Although his probe of the Russia hoax has been notably tight-lipped and leak-free, Special Counsel John Durham filed a motion in court last Friday that some interpret as a strong indication he may be zeroing in on the failed Clinton campaign.
Durham asked the district court in Alexandria, Va., to investigate a potential conflict of interest involving a law firm that represents both a known criminal defendant and Hillary Clinton‘s 2016 presidential campaign, Just The News reported.
The filing states that attorneys Danny Onorato and Stuart Sears, both of whom work at Schertler Onorato Mead & Sears, may not properly represent their criminal defendant, Igor Y. Danchenko, in an effort to protect their colleague’s client, the Clinton campaign.
Onorato and Sears do not represent the Clinton campaign, but one of their colleagues at the law firm does.

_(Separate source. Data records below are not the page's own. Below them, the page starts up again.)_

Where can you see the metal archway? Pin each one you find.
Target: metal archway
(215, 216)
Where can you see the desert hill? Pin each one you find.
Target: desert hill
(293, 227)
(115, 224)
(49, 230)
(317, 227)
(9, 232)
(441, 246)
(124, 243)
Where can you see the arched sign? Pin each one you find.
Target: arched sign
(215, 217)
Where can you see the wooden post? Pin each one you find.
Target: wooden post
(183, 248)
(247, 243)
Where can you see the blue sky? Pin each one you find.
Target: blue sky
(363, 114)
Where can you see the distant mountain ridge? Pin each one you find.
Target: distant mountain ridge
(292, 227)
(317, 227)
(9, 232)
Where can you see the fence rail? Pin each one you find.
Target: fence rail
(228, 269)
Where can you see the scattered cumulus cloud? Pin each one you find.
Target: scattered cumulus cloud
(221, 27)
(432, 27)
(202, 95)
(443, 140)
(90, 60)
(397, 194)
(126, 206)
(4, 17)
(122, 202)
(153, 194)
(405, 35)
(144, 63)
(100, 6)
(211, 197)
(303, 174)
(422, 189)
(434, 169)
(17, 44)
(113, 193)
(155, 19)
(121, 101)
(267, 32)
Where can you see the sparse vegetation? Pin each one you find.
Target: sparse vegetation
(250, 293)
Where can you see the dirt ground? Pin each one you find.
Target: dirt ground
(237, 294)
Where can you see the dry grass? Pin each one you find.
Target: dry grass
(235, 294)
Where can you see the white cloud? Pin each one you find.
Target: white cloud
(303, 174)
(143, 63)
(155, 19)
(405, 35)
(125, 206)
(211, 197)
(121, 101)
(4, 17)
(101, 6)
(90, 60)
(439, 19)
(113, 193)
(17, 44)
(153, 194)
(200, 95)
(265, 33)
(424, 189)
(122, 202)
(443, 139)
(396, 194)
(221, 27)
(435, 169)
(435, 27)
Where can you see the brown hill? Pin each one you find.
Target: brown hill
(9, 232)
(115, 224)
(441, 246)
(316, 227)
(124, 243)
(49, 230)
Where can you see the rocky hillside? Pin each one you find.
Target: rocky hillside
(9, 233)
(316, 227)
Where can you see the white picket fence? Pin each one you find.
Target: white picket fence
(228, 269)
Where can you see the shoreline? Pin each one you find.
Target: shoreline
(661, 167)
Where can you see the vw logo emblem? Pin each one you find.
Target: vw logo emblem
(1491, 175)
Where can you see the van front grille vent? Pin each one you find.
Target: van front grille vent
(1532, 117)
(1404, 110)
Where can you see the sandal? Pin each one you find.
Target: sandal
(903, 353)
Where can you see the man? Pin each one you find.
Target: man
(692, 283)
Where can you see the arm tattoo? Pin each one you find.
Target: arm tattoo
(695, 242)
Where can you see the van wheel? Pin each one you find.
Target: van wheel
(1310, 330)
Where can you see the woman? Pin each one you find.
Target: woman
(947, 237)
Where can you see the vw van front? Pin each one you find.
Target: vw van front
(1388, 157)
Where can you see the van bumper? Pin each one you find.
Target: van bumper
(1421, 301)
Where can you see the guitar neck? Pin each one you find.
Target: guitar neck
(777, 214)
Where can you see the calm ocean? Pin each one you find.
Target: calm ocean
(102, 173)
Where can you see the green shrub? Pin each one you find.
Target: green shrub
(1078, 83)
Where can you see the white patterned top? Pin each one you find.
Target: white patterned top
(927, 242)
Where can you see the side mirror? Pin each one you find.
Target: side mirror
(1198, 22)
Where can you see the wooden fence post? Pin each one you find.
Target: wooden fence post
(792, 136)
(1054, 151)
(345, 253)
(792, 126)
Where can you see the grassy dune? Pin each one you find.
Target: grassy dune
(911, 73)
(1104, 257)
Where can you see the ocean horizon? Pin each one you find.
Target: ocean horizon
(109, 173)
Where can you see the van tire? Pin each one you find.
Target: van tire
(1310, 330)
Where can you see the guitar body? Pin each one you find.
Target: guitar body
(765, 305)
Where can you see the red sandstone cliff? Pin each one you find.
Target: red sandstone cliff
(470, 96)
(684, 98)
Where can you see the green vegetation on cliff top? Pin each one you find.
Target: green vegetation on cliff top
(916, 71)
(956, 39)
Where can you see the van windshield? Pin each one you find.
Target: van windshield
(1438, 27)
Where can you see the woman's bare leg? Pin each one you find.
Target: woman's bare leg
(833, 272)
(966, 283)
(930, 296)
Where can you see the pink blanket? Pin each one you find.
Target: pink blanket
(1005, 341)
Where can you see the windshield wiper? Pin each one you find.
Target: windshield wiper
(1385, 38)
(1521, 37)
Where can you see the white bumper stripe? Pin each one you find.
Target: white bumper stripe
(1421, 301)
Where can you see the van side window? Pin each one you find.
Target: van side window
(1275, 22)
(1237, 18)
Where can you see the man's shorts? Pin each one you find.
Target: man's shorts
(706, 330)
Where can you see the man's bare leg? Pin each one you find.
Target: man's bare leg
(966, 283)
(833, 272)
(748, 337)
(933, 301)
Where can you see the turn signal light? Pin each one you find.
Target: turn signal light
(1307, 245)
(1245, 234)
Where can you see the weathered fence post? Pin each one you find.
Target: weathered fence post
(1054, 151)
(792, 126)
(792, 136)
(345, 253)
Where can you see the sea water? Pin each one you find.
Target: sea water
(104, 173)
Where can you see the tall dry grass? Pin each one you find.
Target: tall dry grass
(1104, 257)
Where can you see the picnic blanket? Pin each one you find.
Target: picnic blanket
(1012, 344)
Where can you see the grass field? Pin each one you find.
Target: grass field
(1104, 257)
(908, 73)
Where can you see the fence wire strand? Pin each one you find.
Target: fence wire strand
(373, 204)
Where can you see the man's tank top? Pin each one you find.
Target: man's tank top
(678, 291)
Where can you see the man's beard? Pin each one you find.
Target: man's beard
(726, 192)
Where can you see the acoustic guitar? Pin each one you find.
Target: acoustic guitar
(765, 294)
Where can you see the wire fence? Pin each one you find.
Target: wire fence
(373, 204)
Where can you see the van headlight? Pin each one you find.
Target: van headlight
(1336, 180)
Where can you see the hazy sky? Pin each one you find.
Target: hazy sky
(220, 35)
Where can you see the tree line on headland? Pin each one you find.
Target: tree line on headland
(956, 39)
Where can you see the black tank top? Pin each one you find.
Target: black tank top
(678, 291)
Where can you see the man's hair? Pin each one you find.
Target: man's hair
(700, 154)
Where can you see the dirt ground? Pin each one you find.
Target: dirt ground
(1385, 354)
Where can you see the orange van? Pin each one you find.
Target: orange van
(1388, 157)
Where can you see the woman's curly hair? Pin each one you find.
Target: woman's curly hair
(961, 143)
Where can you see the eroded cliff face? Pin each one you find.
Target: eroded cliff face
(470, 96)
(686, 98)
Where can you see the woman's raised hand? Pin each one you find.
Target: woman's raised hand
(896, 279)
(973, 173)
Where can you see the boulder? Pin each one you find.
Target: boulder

Onorato and Sears have claimed “that their law firm colleague representing the Clinton Campaign has had no involvement to date in this criminal case against the defendant.”
The Clinton campaign paid Danchenko to gather defamatory information that he transmitted to former British spy Christopher Steele.
Steele then compiled his eponymous dossier, also commissioned by lawyers representing the Clinton campaign, in an effort to torpedo Republican candidate—and later president—Donald Trump.
Danchenko now faces criminial charges for repeatedly lying to the FBI.
Durham’s indictment further alleges that Danchenko’s statements in the Steele dossier “were knowingly and intentionally false.”
Durham’s filing asserts that neither Danchenko nor the Clinton campaign will willingly accept responsibility for gathering the false information.
“For example, the Clinton Campaign and the defendant each might have an incentive to shift blame and/or responsibility to the other party for any allegedly false information that was contained within the Company Reports and/or provided to the FBI,” Durham’s team stated in the filing.
The “Company Reports” refers to the Steele dossier, which the filing describes as the Clinton campaign’s “attempt to gather and disseminate derogatory information about Donald Trump.”
“Moreover, it is possible that one of these parties might also seek to advance claims that they were harmed or defrauded by the other’s actions, statements, or representations,” the filing continued.
Durham also suggested for the first time that “one or more former representatives of the Clinton Campaign” may be “called to testify at any trial or other court proceeding.”